I have the following code which is attempting to normalize the values of an m x n
array (It will be used as input to a neural network, where m
is the number of training examples and n
is the number of features).
However, when I inspect the array in the interpreter after the script runs, I see that the values are not normalized; that is, they still have the original values. I guess this is because the assignment to the array
variable inside the function is only seen within the function.

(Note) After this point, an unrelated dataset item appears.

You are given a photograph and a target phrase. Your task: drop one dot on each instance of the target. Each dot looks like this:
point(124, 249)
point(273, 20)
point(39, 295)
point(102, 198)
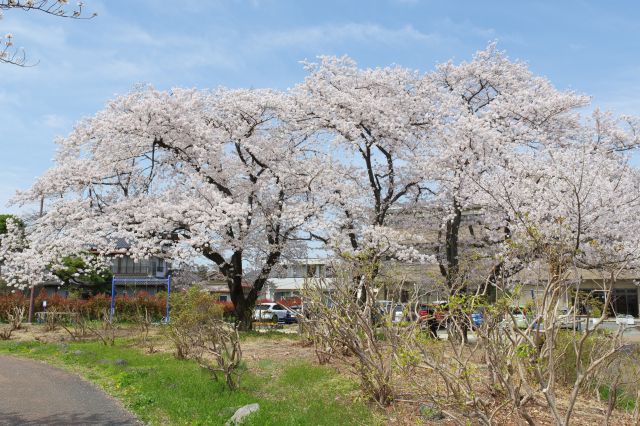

How can I do this normalization in place? Or do I have to return a new array from the normalize function?
import numpy
def normalize(array, imin = -1, imax = 1):
"""I = Imin + (Imax-Imin)*(D-Dmin)/(Dmax-Dmin)"""
dmin = array.min()
dmax = array.max()
array = imin + (imax - imin)*(array - dmin)/(dmax - dmin)
print array[0]
def main():
array = numpy.loadtxt('test.csv', delimiter=',', skiprows=1)
for column in array.T:
normalize(column)
return array
if __name__ == "__main__":
a = main()
If you want to apply mathematical operations to a numpy array in-place, you can simply use the standard in-place operators +=
, -=
, /=
, etc. So for example:
>>> def foo(a):
... a += 10
...
>>> a = numpy.arange(10)
>>> a
array([0, 1, 2, 3, 4, 5, 6, 7, 8, 9])
>>> foo(a)
>>> a
array([10, 11, 12, 13, 14, 15, 16, 17, 18, 19])
The in-place version of these operations is a tad faster to boot, especially for larger arrays:
>>> def normalize_inplace(array, imin=-1, imax=1):
... dmin = array.min()
... dmax = array.max()
... array -= dmin
... array *= imax - imin
... array /= dmax - dmin
... array += imin
...
>>> def normalize_copy(array, imin=-1, imax=1):
... dmin = array.min()
... dmax = array.max()
... return imin + (imax - imin) * (array - dmin) / (dmax - dmin)
...
>>> a = numpy.arange(10000, dtype='f')
>>> %timeit normalize_inplace(a)
10000 loops, best of 3: 144 us per loop
>>> %timeit normalize_copy(a)
10000 loops, best of 3: 146 us per loop
>>> a = numpy.arange(1000000, dtype='f')
>>> %timeit normalize_inplace(a)
100 loops, best of 3: 12.8 ms per loop
>>> %timeit normalize_copy(a)
100 loops, best of 3: 16.4 ms per loop